CMC warden accused of doctoring an inmate’s file
January 9, 2015
CORRECTION: An earlier version of this story incorrectly said that Warden Elvin Valenzuela and Captain Jennifer Core were suspended while Lt. Ray Baez and Officer Oscar Herijld was fired for their participation in issues regarding an investigation into a document being removed from a prisoner’s file. However, Herijld left CMC during the investigation, the findings against Baez were revoked in a Skelly hearing, and Valenzuela and Core were not suspended. Because of personnel privacy rules, the Department of Corrections and Rehabilitation public relation’s staff is only saying that appropriate actions were taken and is not disclosing what those actions were.
By KAREN VELIE
The warden and a captain at the California Men’s Colony in San Luis Obispo County have been accused of destroyed a portion of an inmate’s file in an attempt to promote the prisoner’s parole or transfer, prison sources said.
While in prison, the convicted murderer had been busted for drugs. However, shortly before the inmate was to appear before the California Board of Prison Terms, documents of the 115 drug charge were removed from his file.
Nevertheless, board officials discovered a confidential report describing the drug offense. As a result, the prisoner was not paroled and an investigation was initiated.
Warden Elvin Valenzuela and Captain Jennifer Core were involved in the removal of the file, CMC sources said.

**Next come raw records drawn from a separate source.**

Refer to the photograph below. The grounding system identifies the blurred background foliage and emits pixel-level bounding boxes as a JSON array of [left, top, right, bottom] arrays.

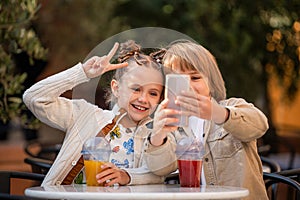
[[0, 0, 47, 131], [0, 0, 300, 141]]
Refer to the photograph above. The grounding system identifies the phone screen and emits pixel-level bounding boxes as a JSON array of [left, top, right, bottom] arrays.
[[165, 74, 190, 126]]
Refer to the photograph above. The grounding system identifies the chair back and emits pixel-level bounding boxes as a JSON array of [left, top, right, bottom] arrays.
[[263, 172, 300, 200], [0, 171, 45, 199]]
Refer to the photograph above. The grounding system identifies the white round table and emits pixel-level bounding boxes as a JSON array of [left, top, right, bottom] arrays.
[[25, 184, 249, 200]]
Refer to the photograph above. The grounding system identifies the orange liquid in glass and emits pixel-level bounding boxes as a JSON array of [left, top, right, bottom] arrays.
[[84, 160, 106, 186]]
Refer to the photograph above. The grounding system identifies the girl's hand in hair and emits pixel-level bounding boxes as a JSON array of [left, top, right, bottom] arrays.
[[83, 43, 128, 78]]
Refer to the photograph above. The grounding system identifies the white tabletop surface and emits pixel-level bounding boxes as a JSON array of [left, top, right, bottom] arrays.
[[25, 184, 249, 199]]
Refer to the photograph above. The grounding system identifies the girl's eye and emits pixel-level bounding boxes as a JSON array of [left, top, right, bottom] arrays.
[[131, 87, 141, 92], [191, 75, 202, 81], [150, 92, 158, 97]]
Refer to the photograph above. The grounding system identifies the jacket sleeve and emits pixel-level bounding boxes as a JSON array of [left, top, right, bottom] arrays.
[[23, 63, 89, 131], [220, 98, 269, 142]]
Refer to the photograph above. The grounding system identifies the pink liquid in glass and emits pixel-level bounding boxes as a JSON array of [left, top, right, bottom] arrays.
[[178, 160, 202, 187]]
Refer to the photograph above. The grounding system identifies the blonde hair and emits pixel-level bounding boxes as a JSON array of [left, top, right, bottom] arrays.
[[163, 40, 226, 102]]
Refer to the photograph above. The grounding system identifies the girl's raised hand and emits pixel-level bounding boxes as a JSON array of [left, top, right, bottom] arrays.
[[83, 43, 128, 78]]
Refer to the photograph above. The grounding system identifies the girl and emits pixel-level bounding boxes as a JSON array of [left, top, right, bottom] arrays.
[[148, 41, 268, 199], [23, 41, 173, 186]]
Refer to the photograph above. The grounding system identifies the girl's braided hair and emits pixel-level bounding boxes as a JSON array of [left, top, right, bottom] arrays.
[[106, 40, 164, 104]]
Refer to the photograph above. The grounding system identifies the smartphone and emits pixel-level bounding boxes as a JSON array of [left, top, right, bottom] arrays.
[[165, 74, 190, 127]]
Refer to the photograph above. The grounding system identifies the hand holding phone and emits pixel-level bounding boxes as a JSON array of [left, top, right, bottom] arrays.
[[165, 74, 190, 127]]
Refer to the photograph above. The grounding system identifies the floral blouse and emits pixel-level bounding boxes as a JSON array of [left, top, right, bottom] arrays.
[[106, 124, 134, 168]]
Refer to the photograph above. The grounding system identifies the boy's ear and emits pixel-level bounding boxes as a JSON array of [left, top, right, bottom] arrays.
[[110, 79, 119, 97]]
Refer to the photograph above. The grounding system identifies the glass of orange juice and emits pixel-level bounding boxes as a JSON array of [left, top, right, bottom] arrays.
[[81, 137, 111, 186]]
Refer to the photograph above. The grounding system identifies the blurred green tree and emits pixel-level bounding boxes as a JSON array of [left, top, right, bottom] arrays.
[[0, 0, 47, 133]]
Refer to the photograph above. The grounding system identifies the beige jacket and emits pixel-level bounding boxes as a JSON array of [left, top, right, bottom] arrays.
[[23, 63, 171, 186], [147, 98, 268, 200]]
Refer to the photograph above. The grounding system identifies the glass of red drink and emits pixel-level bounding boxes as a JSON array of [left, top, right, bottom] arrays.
[[176, 138, 204, 187]]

Valenzuela did not respond to requests for comment. Jeffrey Callison, the press secretary for the California Department of Corrections and Rehabilitation, confirmed that there had been an investigation into the altering of an inmate’s file.
“In response to your question yesterday, all we can say at this time is that there was an investigation into actions regarding an inmate’s file,” Callison said in an email. “That investigation has been completed and all appropriate actions have been taken. Since this is a personnel matter, there is no further comment that we can make.”
Officer Oscar Herijld and Lieutenant Ray Baez were also under investigation during the inquiry, sources said.
The Office of Internal Affairs and the Housing Authority both sustained allegations that Lt. Ray Baez had failed to inform his superiors about rule violations in the 2012 removal of the 115 from the inmate’s file, Baez said. However, Baez was on vacation during a portion of the time in question.
In addition, Baez said the warden has the right to remove a 115 for the safety of the prison.
In a Skelly hearing held late last year, a judge cleared Baez of all charges.